Directed by Marielle Heller
Self-absorbed, stubborn and terribly insecure: weren’t we all like this as teenagers? Minnie, Diary‘s protagonist, is all of these things to an almost excruciating level, and for almost two hours, I saw a part of myself that I’m so terrifyingly glad to have now grown out of. Diary, first and foremost, doesn’t hold back any punches. It doesn’t try to make you love the characters with forced sentimentality or catharsis, or sugarcoat any of the situations Minnie experiences: she makes mistakes, she hurts people and she faces the consequences. The performances in the film are outstanding, with each actor superbly channeling their own methods of self-destruction (seriously though, Kristen Wiig is on a roll right now). Ultimately, it’s a relatively breezy film with quite a thin plot, but it’s made with a raw, truthful honesty, as painful as that truth sometimes may be to watch.
Directed by Crystal Moselle
Almost certain to find a residual place in film culture history, The Wolfpack examines the result of a life lived indoors, with the only window out being that of a movie screen. A twisted Plato’s cave of sorts, we see the unsettling effects of a sheltered world, with the escapism of cinema taken quite literally. As a directorial effort, the sound design works well to emphasise the discordant nature of the subjects’ situation, but to a degree, I feel as though we’re always kept distanced from the family of subjects, as opposed to understanding them a bit more by the end, thus our characters still remain portrayed as not much more than “subjects”, like a special feature on The Discovery Channel. The Wolfpack ultimately has a devastatingly interesting story to tell, but to maintain an air of mystery and voyeurism, we’re forced to stay stagnant, trapped inside the first act.
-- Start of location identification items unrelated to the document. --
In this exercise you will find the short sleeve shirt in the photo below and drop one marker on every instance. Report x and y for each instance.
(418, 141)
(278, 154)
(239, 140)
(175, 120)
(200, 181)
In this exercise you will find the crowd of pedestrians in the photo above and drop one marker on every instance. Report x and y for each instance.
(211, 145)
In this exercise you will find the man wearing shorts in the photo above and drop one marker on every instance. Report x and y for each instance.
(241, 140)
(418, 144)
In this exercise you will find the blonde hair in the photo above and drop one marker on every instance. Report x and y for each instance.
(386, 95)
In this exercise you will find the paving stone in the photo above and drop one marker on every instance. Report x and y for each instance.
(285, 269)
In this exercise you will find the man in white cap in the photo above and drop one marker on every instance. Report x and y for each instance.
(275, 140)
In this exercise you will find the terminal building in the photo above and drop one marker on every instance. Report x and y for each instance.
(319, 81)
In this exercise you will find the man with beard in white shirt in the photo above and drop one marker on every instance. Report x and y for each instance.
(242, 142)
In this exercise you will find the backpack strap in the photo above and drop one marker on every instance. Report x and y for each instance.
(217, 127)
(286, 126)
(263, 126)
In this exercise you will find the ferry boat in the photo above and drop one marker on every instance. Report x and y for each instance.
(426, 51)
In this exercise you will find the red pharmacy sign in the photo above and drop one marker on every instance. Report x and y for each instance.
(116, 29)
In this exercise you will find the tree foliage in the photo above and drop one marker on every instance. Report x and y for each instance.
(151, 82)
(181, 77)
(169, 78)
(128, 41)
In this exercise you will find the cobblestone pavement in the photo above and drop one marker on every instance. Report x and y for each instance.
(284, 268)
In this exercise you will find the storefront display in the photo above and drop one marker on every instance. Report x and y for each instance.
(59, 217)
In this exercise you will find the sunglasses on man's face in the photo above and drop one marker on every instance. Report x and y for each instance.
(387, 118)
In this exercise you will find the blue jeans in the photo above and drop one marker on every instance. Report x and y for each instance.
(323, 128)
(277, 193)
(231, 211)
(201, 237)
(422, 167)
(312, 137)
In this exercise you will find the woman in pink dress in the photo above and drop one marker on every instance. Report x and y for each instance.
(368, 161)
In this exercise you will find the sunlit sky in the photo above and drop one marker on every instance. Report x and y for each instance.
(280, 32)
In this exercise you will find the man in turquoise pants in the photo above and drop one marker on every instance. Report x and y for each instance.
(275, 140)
Directed by Alfonso Gomez-Rejon
The much-loved Sundance smash of the year, Me and Earl and the Dying Girl, is the bittersweet coming-of-age film full of pop-culture references and witty, insecure teenagers that everybody’s talking about. Adapted from the novel of the same name, Earl features a few minor differences in narrative from it’s written counterpart, that might – depending on who you are – alter your perspective about the lead character, Greg Gaines (Thomas Mann). The film version is perhaps more emotionally solipsistic than the book, as we dive into the subjective imagination of “Greg-the-filmmaker”, replacing verbal and internal reflection with pastiche-heavy scenes, Sergio Leone soundtracks and Wes Anderson camera movements aplomb. I encountered moments in the film where I would find myself both enjoying and disliking it at equal measures – part of me enjoyed the playfulness of it’s style, but other times I found it on the level of “irritatingly quirky”. Part of me was hugely turned off by how narcissistic and lazy the protagonist character was, but the other part of me saw a validated truth in the character: people like Greg Gaines really do exist, and to my very real frustration, they might never have their third-act change-of-heart, like we hope Greg has by the film’s conclusion. I’m probably getting off-track here – Me and Earl and the Dying Girl is still an intriguing, melancholy experience, which is still grounded in real emotions, by a great cast and a beautiful soundtrack by Brian Eno. Who knows, it’s the kind of film that could help people.